As for Asian cultures’ consumption of soy, it is actually lower than we have been lead to believe. Furthermore, the soy that is eaten in Asian cultures is usually in the form of fermented soya, which has been shown to be much healthier than popular soy protein isolates and phytoestrogens isolates. This includes TVP (textured vegetable protein), which is nothing more than dehydrated soy.

TVP is often used as a “healthy” filler in various processed foods and is very popular in school cafeterias to help cut the cost of such things like hamburgers, again being used as filler. It’s amazing how soy sneaks itself into our daily meals.

Soy caused enlarged organs in test animals. Most notably, the pancreas and thyroid gland where effected.

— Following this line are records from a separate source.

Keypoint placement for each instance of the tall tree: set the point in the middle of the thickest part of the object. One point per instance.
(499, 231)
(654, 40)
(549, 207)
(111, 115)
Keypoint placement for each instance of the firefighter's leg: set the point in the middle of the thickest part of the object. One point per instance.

Increased deposition of fatty acids in the liver was also reported. This effect could be due to a number of reasons ranging from soy’s hormonal influences to its tendency to bind essential vitamins and minerals or even one of the many toxins that SPI can contain.

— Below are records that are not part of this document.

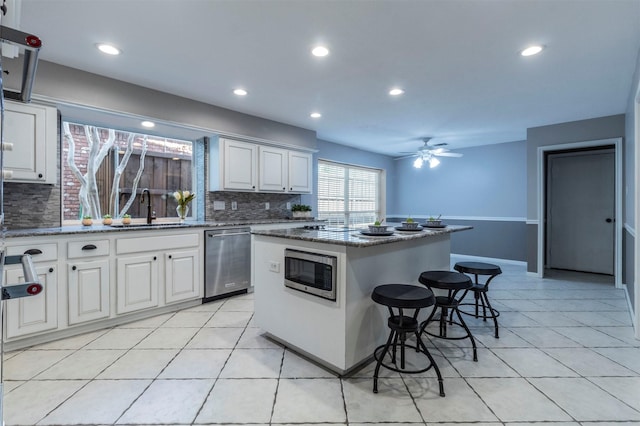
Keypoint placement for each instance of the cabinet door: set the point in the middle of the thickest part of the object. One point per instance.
(182, 275)
(300, 172)
(32, 129)
(239, 165)
(35, 313)
(137, 283)
(88, 290)
(272, 169)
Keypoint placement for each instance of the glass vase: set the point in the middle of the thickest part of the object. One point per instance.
(183, 211)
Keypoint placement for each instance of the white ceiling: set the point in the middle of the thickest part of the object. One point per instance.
(457, 60)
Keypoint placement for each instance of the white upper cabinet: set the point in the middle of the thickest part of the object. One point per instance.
(244, 166)
(273, 169)
(32, 130)
(239, 165)
(300, 172)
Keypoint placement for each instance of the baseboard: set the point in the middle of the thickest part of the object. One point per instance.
(490, 259)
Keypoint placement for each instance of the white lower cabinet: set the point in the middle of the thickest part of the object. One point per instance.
(105, 278)
(182, 275)
(88, 290)
(137, 283)
(32, 314)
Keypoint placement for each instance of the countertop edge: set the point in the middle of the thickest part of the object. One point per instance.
(354, 240)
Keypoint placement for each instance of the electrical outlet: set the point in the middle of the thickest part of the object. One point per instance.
(274, 266)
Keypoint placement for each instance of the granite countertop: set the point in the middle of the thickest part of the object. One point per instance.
(141, 226)
(354, 238)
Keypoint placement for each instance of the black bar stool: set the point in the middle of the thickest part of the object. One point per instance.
(400, 297)
(453, 282)
(480, 289)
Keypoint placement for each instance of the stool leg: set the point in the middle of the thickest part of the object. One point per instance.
(493, 314)
(379, 363)
(432, 361)
(424, 324)
(403, 338)
(443, 322)
(473, 342)
(393, 349)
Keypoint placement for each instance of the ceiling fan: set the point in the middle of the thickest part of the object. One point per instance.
(429, 152)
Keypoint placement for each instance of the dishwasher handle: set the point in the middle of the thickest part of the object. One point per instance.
(228, 235)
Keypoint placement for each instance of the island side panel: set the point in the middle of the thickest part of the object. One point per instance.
(311, 324)
(368, 267)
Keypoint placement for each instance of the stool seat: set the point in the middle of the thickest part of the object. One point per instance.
(399, 297)
(403, 296)
(479, 268)
(480, 290)
(445, 280)
(453, 282)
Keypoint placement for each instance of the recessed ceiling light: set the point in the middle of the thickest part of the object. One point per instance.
(532, 50)
(320, 51)
(108, 49)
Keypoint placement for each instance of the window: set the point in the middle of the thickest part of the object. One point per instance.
(95, 160)
(349, 195)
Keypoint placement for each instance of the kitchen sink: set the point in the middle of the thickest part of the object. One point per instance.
(148, 226)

An interesting aspect of SPI is in the way it is processed and what results in said manufacture. A potent class of carcinogens known as nitrites is formed during spray drying of SPI, and the toxin lysinoalanine is formed during alkaline processing.

Soy Isoflavones And the Endocrine System

I think that soy’s most profound and important influence isn’t necessarily on nutrient absorption, but in the way, it affects the endocrine system. According to researchers at the US Toxicological Laboratory in Arkansas, isoflavones (substances that are like estrogen and occur in abundance in the soybean) may actually be thyroid depressing compounds.

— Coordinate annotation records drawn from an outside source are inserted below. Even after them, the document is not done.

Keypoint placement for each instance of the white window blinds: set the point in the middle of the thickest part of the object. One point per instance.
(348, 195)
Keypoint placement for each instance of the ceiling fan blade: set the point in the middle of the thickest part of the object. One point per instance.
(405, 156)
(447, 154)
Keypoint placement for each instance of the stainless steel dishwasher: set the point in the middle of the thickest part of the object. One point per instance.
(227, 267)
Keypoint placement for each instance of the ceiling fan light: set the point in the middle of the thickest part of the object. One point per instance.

Does this make soy goitrogenic? Further evidence to support this idea comes from the University of Alabama at Birmingham, where reports of a case in which the absorption of thyroxine (an iodine-containing hormone produced by the thyroid gland; yes, it’s important) was decreased due to the consumption of a soy protein dietary supplement.

The subject of the case required oral doses of the thyroid hormone when consuming soy. Presumably, iodine ingestion was not a factor suggesting that iodine consumption did not stave off the goitrogenic effects of soy.

Soy has also been touted as an aid in menopause, but a study carried out at Monash University in Clayton, Australia showed that the daily ingestion of a soy supplement containing 188mg of isoflavones consumed for a period of three months did not improve menopausal complaints in 94 postmenopausal women compared with those taking a placebo.

The same conclusion can be found in a double-blind study carried out by the University of Milan, where patients were given 72mg of soy isoflavones or placebo. Both groups reported an identical decrease in the occurrence of hot-flashes showing that soy isoflavones were no better than placebo.

Indeed, the administration of soy isoflavones may have had many negative effects not monitored by the aforementioned studies.

Consider this quote from the March 5, 2003 edition of Psychopharmacology stated: “Isoflavones form one of the main classes of phytoestrogens and have been found to exert both oestrogenic and anti-oestrogenic effects on the central nervous system. The effects have not been limited to reproductive behavior, but include effects on learning and anxiety and actions on the hypothalamo-pituitary axis. Major changes in behavioral measures of anxiety and in stress hormones can result from the soya isoflavone content of rat diet. ”

Conclusion

This is but a small sample of all the evidence I found essentially proving that consumption of any non-fermented soy product is detrimental to many aspects of health. Furthermore, just to be fair and give soy a chance, I actually attempted to find some research that supported soy.

The funny thing is that I wasn’t able to find any credible sources claiming the health benefits of soy. There were, however, plenty of “studies” cited by various companies selling soy products.